Los dos, ascendimos a la Sede de la Compañía Minera del lugar, donde hablamos con la jefa (feminista), llamada Concha. También hablamos con un hombre a la izquierda, que era un simple exhibicionista. Pensé que porque Nico haría eso... luego, visitamos la comisaría conociendo al maldito fascista, un general que, además, estaba confabulado con Oubier en una excavación secreta; y hablé con Renaldo, su secretario. Tras intercambiar opiniones con Nico, salí rápido a coger a Oubier con quien conversé un tiempo. Hablé, además, con miguel, que estaba encarcelado por... bueno, por ser quien era; y también con pearl y Duane de nuevo. Era hora ya de ponerse en acción. Volví a la Sede de la Compañía Minera a hablar con Concha sobre Oubier, y luego a la comisaría para hablar con el general sobre el mapa. Al no obtener respuestas, decidí ayudar a liberar a Miguel con Duane. Salí y hablé con Duane sobre Condor y Miguel. Todo iría perfecto, pero necesitaba un detonador, y Concha no me cedía el suyo. Volví a hablar con ella para obtener más información sobre el mapa.

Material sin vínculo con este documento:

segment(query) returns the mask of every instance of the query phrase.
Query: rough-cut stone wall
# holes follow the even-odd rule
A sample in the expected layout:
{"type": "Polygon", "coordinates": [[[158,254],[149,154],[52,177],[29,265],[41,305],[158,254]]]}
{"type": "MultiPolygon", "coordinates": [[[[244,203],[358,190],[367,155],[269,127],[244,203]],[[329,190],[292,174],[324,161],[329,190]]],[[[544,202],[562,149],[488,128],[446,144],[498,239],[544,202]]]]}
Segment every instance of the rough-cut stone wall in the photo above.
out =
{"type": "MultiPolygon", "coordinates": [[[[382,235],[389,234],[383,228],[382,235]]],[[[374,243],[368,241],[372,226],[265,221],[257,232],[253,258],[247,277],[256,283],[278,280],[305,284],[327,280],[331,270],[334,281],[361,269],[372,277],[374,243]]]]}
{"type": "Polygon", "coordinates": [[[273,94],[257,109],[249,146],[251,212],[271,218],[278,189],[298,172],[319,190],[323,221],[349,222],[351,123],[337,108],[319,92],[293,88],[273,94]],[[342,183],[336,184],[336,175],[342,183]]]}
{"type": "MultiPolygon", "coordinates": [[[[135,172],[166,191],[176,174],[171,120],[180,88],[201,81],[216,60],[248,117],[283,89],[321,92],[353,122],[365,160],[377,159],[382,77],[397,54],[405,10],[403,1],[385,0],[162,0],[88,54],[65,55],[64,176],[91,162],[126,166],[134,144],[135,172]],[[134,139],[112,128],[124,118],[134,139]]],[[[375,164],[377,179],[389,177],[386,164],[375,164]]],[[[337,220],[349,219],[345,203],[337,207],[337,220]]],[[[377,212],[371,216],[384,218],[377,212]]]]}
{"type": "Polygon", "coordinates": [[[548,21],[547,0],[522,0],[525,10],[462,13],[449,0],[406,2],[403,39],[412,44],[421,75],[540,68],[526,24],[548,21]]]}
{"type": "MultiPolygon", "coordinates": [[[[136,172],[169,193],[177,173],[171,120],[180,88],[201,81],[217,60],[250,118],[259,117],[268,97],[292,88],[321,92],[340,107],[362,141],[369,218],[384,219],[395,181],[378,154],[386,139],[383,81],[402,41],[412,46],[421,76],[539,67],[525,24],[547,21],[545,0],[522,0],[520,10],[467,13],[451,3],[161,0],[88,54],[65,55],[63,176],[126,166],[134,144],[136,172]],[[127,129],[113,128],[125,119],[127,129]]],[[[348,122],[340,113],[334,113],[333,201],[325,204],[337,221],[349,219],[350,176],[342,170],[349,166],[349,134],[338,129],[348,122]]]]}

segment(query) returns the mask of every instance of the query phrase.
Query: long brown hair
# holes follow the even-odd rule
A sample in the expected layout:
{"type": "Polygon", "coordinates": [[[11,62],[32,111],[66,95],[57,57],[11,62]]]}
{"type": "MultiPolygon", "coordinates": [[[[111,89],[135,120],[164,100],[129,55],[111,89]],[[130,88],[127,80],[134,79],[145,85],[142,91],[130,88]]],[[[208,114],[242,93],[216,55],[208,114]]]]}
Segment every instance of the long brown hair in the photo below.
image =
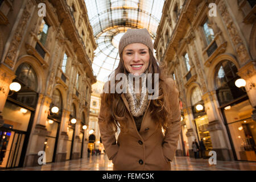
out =
{"type": "MultiPolygon", "coordinates": [[[[170,86],[166,82],[167,76],[162,72],[163,68],[160,68],[157,64],[156,60],[152,52],[150,50],[150,60],[148,67],[147,68],[148,73],[152,73],[152,81],[154,83],[154,73],[159,73],[159,97],[158,99],[152,100],[150,106],[149,110],[151,116],[159,127],[163,127],[164,131],[167,129],[167,119],[171,114],[171,108],[170,102],[168,101],[168,92],[170,90],[170,86]]],[[[115,78],[115,76],[118,73],[129,73],[125,68],[122,55],[120,55],[120,61],[118,67],[113,73],[115,78]]],[[[110,76],[109,76],[110,78],[110,76]]],[[[115,86],[119,82],[115,81],[115,86]]],[[[105,113],[105,123],[111,125],[113,126],[114,132],[117,131],[117,126],[120,127],[121,130],[126,132],[127,129],[127,117],[129,111],[126,109],[125,105],[121,97],[121,94],[117,93],[110,93],[110,84],[109,84],[109,93],[102,93],[101,94],[101,104],[104,106],[101,109],[105,113]],[[118,122],[117,122],[118,121],[118,122]]],[[[152,85],[153,86],[154,85],[152,85]]],[[[152,87],[151,87],[152,88],[152,87]]]]}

Mis nervios se calmaron ante tal mareo, y me puse manos a la obra. Hablé con Nico sobre el mapa y, aunque me costó, la convencí para que entretuviese al capitán lo suficiente para que yo pudiera seguir con mi plan. Pero había otro problema, Renaldo. Tuve que convencer a Pearl para que me lo quitara de encima. Ya solo, vi el mapa con un lugar marcado y entré en los calabozos para hablar con Miguel. Con su información, regresé a donde Concha para obtener de la bruja su detonador, el cual di a Duane. Ya por fin, fui a avisar a Miguel de lo que le iba a caer encima, y Renaldo me capturó mientras me comía yo el marrón solo.

La gran fuga

Según las notas de Nico, ella miró la foto, la televisión, la lámpara de lava y la piel de tigre; quedando absorta en el mundo hortera del dichoso general. Finalmente, habló con el general sobre ello y tuvo que usar el pez espada pues se acercaba el pulpo. Yo, mientras, me lo curraba en pensar como salir sin ser hecho pedazos por los explosivos. Así pues, Duane acudió a rescatarnos pero sus explosivos eran de palo, y eso es insultar a la madera. La única solución era la cuerda de Miguel y como no alcanzaba, se la pedí. Ya conmigo, la puse en la ventana y se la di a Duane para que la pusiera en el camión y dejarnos libres. Nico y yo huimos a la selva pues el general no estaba muy contento, aunque logramos salvar a Miguel de una muerte segura. Pero no todo fue bueno, pues a Nico le había ocurrido algo terrible y yo, como siempre, debía socorrerla...

Selva y nada más que selva

Llegué a una cabaña donde un ser tocaba el órgano, pero no valieron de nada mis gritos. Para llamar su atención, coloqué en unas hojas húmedas el periódico para secarlas; y después el fetiche en el molino para hacer arder dichas ramas, y crear un humo que hicieron salir al hombre de la cabaña. Era un misionera francés, el padre Hubert, que había encontrado a Nico mal, mordida por una serpiente venenosa (¿habrá algunas que no lo son?). el padre Hubert me comentó la existencia de una raíz que era el antídoto que necesitaba Nico, pero la tiene una tribu cercana. Aunque lo intenté, no pude conseguir convencer al padre Hubert que me acompañara a verlos, pues su alzacuellos está arrugado. Yo, con un cabreo porque el tonto del padre Hubert dejaba morir a una buena chica (¡porque está muy buena!) por su alzacuellos arrugado, me dispuse a acabar con la tontería. Coloqué una enredadera en la prensa, el alzacuellos también y luego usé una cruz en la misma; y me salió un buen planchado. Recogí el alzacuellos y se lo entregué al padre Hubert.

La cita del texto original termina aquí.